Due to the heterogeneity in the taxa and traits considered (while not having large samples), we ran only simple meta‐analyses. Single estimates of CVP presented a modest positive skew of their credible distribution, though transformation (either log or square root) created a worse negative skew. As the positive skew was minor and unlikely to cause a meaningful bias, we left the estimates untransformed. Among studies, however, there was a clear log‐normal distribution. To account for this, we modeled CVP on the log‐scale through the use of the nonlinear commands in “brms” (Bürkner, 2017), which also constrained estimates and their uncertainty to positive values (see Mitchell, 2021, for analysis code). To understand general patterns in CVP, we ran four meta‐analytical models of increasing complexity, which aimed to (a) understand the grand weighted‐mean CVP across all studies, (b) assess whether CVP generally differs between behavioral (n = 53 estimates) or physiological traits (n = 11 estimates), (c) evaluate whether traits differ in their CVP by fitting a fixed effect with five levels (boldness, activity, miscellaneous behavior, metabolism, and miscellaneous physiology), and (d) evaluate whether field studies display higher CVP owing to the lack of control of environmental conditions (same as c, with additional fixed effect of field or laboratory). All models were run with a random intercept effect of estimate (to acknowledge variation in CVP within studies), and variance was separated by trait type (i.e., behavioral or physiological) for models b‐d. Study identity was also fit as a random intercept as either multiple traits or subpopulations were sometimes present within a study.
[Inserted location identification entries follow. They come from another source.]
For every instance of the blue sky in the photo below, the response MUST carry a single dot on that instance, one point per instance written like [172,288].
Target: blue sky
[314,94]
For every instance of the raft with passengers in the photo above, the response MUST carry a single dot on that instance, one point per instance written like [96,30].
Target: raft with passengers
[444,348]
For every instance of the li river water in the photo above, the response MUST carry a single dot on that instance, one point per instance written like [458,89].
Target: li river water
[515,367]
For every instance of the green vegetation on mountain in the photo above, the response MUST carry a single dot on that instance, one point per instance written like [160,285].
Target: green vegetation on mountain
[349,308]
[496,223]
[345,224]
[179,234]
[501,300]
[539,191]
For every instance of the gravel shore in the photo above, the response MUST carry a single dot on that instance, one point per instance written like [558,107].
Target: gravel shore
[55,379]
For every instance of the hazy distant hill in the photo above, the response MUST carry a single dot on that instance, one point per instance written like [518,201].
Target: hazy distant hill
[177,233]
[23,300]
Similar analyses were conducted on the other extracted parameters, which we discuss below.

RESULTS AND DISCUSSION

Meta‐analysis of CVP

Analyses revealed that variation in rIIV was very common, with an overall predicted CVP of 0.26 [95% Credible Intervals: 0.21, 0.31]. We did not pick up clear signs of publication bias in the studies considered, with no effect observed of whether the original publication considered variation in rIIV (see Mitchell, 2021, for full output). However, care should still be taken in interpreting these results due to the largely informal search. Behavioral traits had an overall CVP of 0.27 [0.22, 0.33], while for physiological traits it was 0.17 [0.074, 0.29], though this difference was not significant (difference = −0.11 [−0.22, 0.022]). The lack of a difference was largely driven by a single hemolymph density study in shore crabs (Carcinus maenas; Fürtbauer, 2015) that showed unusually pronounced among‐individual variance in both means and variance, which inflated the variance in physiological studies and thus the imprecision. Removal of this study from the analysis demonstrated the large effect it had (difference: −0.13 [−0.22, −0.027]).
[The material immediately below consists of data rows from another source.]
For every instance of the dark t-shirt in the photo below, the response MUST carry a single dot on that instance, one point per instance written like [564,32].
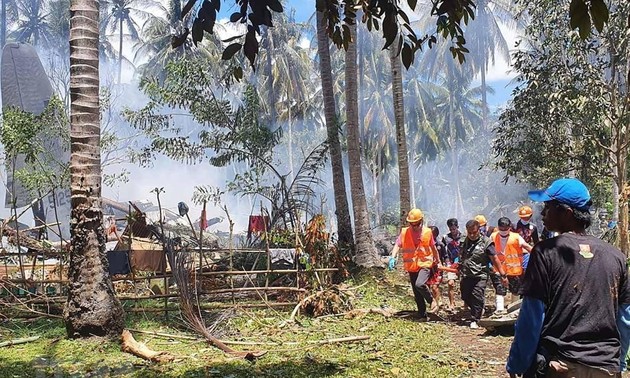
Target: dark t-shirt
[582,281]
[441,251]
[475,257]
[528,231]
[453,246]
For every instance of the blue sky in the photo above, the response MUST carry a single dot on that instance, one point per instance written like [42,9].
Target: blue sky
[498,77]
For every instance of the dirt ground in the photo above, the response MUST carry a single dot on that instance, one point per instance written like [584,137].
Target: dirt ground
[481,352]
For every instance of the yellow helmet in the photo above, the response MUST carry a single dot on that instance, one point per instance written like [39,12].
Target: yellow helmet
[481,220]
[525,212]
[415,215]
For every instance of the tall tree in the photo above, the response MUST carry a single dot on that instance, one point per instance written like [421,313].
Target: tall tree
[32,25]
[344,225]
[92,308]
[485,40]
[8,15]
[569,116]
[121,15]
[366,253]
[154,46]
[401,137]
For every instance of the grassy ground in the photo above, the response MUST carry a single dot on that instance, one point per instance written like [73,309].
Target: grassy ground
[397,347]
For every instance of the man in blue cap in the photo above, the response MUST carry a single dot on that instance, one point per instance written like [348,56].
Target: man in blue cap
[575,316]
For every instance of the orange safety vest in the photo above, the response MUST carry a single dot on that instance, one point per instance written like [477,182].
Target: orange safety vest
[512,256]
[416,257]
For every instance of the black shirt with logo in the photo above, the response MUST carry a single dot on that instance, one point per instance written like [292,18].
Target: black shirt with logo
[582,281]
[475,257]
[529,232]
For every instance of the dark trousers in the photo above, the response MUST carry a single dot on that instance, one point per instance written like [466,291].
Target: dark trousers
[514,284]
[421,292]
[495,278]
[473,294]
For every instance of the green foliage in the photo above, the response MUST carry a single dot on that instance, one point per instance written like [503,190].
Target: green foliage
[567,110]
[380,15]
[41,140]
[396,347]
[225,135]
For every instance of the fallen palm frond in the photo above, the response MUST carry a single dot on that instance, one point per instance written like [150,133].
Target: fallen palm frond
[269,343]
[331,301]
[185,277]
[130,345]
[19,341]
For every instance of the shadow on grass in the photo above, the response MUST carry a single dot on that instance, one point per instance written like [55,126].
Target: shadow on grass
[43,367]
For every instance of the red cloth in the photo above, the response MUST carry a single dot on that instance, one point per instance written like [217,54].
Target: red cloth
[436,277]
[257,223]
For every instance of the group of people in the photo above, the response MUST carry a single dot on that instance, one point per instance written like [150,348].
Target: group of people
[574,319]
[497,254]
Contrary to the prediction that field studies would show greater variance in rIIV due to reduced control over conditions (Stamps et al., 2012; Westneat et al., 2015), field studies typically appeared to have lower estimates than laboratory studies (difference on log‐scale = −0.57 [−0.96, −0.17]). A lack of control over environmental conditions appeared to saturate intrinsic differences in rIIV, leading to lower estimates of CVP. If there is a strong population effect of an unmeasured environmental variable, with little individual variation in plasticity, this would add uniformly to the rIIV. As the CVP is standardized by the mean rIIV, this would reduce the estimate of individual variation in rIIV, rather than add to it. However, care should be taken with this result as field studies typically used different assays; for example, studies of boldness were typically based on flight initiation distance (Allan et al., 2020; Highcock & Carter, 2014) rather than latency to emerge (e.g., Horváth et al., 2019; Stamps et al., 2012), and measures of activity were based on tracking over large spatial scales (e.g., Hertel, Niemelä, et al., 2020; Hertel, Royauté, et al., 2020) rather than tracking within an arena (e.g., Mitchell & Biro, 2017; Prentice et al., 2020).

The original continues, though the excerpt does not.